Le rejet des PAS doit interroger le gouvernement sur sa politique d’inclusion scolaire

COMMUNIQUÉ INTERSYNDICAL

Alors qu’ils·elles étudiaient une proposition de loi sur l’École inclusive le mois dernier, les député·es ont rejeté la généralisation des pôles d’appui à la scolarité (PAS), mesure soutenue par le ministère, confirmant ainsi leur vote en commission des affaires culturelles et d’éducation.

Pour nos organisations syndicales, ce vote (ainsi que les motivations des député·es) soutient notre position et celle des personnels vis-à-vis des PAS. La mise en place des premières expérimentations s’est faite de façon unilatérale par le ministère, sans négociation ni prise en compte de nos oppositions. De même, aucun bilan objectivé sur les moyens et les effets n’a été rendu public (malgré nos demandes répétées). On a assisté, de la part du ministère et des pouvoirs publics, à une campagne de promotion s’apparentant à de l’auto-persuasion, chose soulignée par les député·es.
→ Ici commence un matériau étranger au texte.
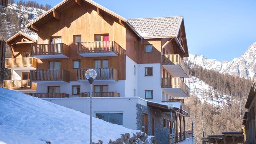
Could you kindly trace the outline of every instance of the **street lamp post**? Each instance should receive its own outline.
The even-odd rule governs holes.
[[[172,110],[173,109],[173,105],[170,103],[167,106],[168,109],[171,111],[171,129],[172,130],[172,141],[173,144],[173,135],[172,135]]]
[[[92,82],[97,76],[97,73],[95,70],[89,69],[85,72],[85,77],[88,80],[90,83],[90,144],[92,144]]]
[[[191,124],[192,124],[192,142],[193,144],[194,144],[194,134],[193,133],[194,131],[193,129],[193,125],[194,125],[194,124],[195,123],[195,121],[192,120],[191,121],[190,123]]]

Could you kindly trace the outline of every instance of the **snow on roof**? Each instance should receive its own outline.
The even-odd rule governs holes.
[[[89,115],[0,88],[0,143],[90,143]],[[108,143],[133,130],[93,118],[93,141]]]

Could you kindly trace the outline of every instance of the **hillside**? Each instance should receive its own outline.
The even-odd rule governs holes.
[[[252,79],[256,77],[256,43],[250,46],[243,54],[232,61],[220,62],[208,59],[203,56],[189,54],[186,59],[190,67],[198,65],[208,70],[214,70],[222,74]]]
[[[88,115],[3,88],[0,88],[0,143],[90,143]],[[130,136],[126,134],[126,137],[131,138],[140,132],[97,118],[92,120],[93,141],[95,142],[100,140],[107,144],[110,139],[115,141],[121,138],[121,134],[129,133]],[[145,141],[152,143],[152,139],[149,136]],[[137,140],[139,142],[140,139]]]

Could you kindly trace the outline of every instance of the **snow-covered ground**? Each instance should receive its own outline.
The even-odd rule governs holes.
[[[193,76],[190,76],[187,80],[190,94],[197,95],[200,100],[220,106],[226,103],[226,95],[222,95],[203,81]]]
[[[90,117],[80,112],[0,88],[0,144],[88,144]],[[93,141],[115,141],[133,130],[93,118]]]

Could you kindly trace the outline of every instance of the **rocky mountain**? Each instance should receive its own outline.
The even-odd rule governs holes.
[[[190,67],[199,65],[208,70],[212,70],[222,74],[253,79],[256,77],[256,43],[250,46],[247,50],[239,57],[228,62],[220,62],[216,59],[208,59],[203,56],[189,54],[185,61]]]

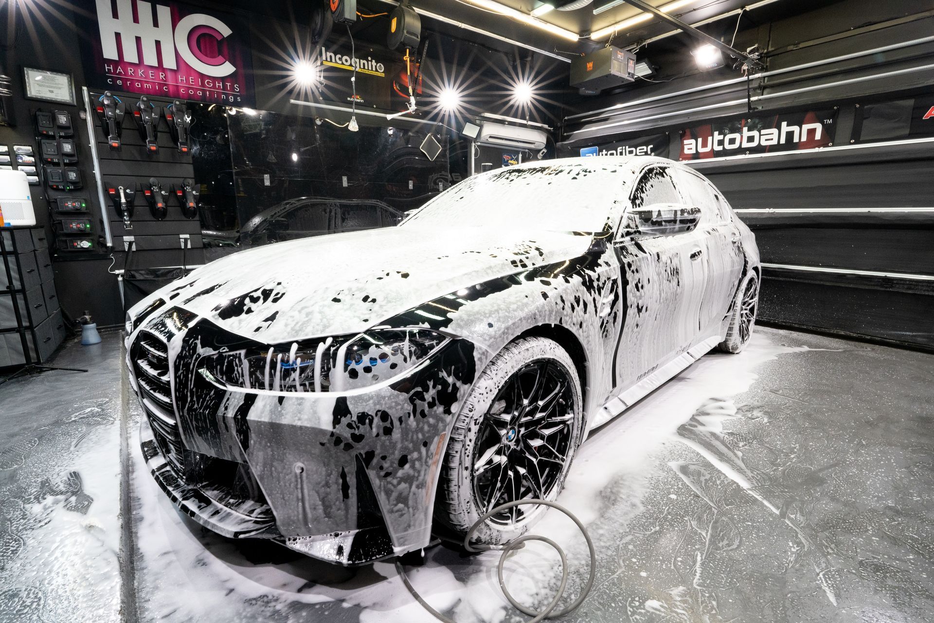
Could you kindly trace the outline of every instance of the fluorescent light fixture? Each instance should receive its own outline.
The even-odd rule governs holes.
[[[655,69],[652,69],[652,65],[650,65],[647,61],[639,61],[636,63],[636,76],[639,78],[645,78],[646,76],[651,76],[654,73]]]
[[[507,18],[513,18],[519,21],[524,21],[530,26],[534,26],[535,28],[540,28],[544,31],[547,31],[552,35],[557,35],[558,36],[563,37],[570,41],[576,41],[580,38],[577,33],[572,33],[570,30],[565,30],[560,26],[556,26],[553,23],[548,23],[547,21],[543,21],[537,17],[530,15],[528,13],[523,13],[520,10],[515,9],[512,7],[506,7],[505,5],[501,5],[498,2],[493,2],[493,0],[465,0],[472,5],[479,8],[485,8],[488,11],[492,11],[494,13],[499,13],[500,15],[504,15]],[[693,2],[693,0],[691,0]]]
[[[315,80],[318,78],[318,72],[315,70],[315,65],[308,61],[301,61],[295,64],[292,67],[292,75],[295,77],[295,81],[299,84],[314,84]]]
[[[723,66],[723,52],[720,51],[719,48],[712,46],[709,43],[705,43],[693,50],[691,54],[694,55],[694,62],[698,64],[698,67],[702,71]]]
[[[667,5],[662,5],[658,8],[665,13],[671,13],[672,11],[676,11],[679,8],[686,7],[687,5],[695,2],[695,0],[674,0],[674,2],[670,2]],[[606,28],[601,28],[590,34],[591,39],[601,39],[604,36],[609,36],[616,32],[624,31],[640,24],[644,21],[648,21],[655,16],[651,13],[642,12],[639,15],[634,15],[628,20],[623,20],[617,23],[607,26]]]
[[[457,110],[460,107],[460,93],[450,87],[445,87],[438,93],[438,106],[443,110]]]
[[[525,80],[513,87],[513,99],[517,104],[521,106],[531,104],[532,95],[531,85]]]

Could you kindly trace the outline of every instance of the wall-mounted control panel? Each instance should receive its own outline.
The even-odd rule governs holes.
[[[15,149],[17,158],[37,159],[41,164],[56,248],[60,251],[93,250],[97,245],[90,237],[94,233],[94,226],[89,199],[86,193],[78,195],[77,192],[84,189],[85,180],[79,167],[78,141],[75,138],[71,113],[38,109],[35,112],[35,120],[37,152],[33,154],[27,149],[19,149],[21,146]],[[20,168],[31,167],[35,173],[40,168],[38,164],[23,163]],[[90,244],[80,244],[85,240]]]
Les PAS ne sont pas la solution miracle à l’École inclusive. Alors que les dispositions actuelles permettant la prise en charge des élèves en situation de handicap et les élèves en difficultés scolaires ne sont pas tout le temps lisibles pour les familles, ce dispositif va ajouter des difficultés (notamment dans l’accès à la MDPH pour les familles). Nous dénonçons également le fait que sans cadrage national, il offre beaucoup trop de latitude aux autorités académiques qui l’instaurent à leur guise, entraînant trop de dysfonctionnements (principalement dans la gestion des AESH). Dans les faits, et c’est particulièrement frappant pour la préparation de la rentrée 2026, le développement de 500 nouveaux PAS entraîne le transfert de moyens d’enseignement (des postes en classe) vers le pilotage de ces dispositifs. À l’heure de l’austérité dans l’Éducation nationale et du manque flagrant d’enseignant·es dans les écoles, cette extension à moyens constants est inquiétante pour le Service public d’éducation.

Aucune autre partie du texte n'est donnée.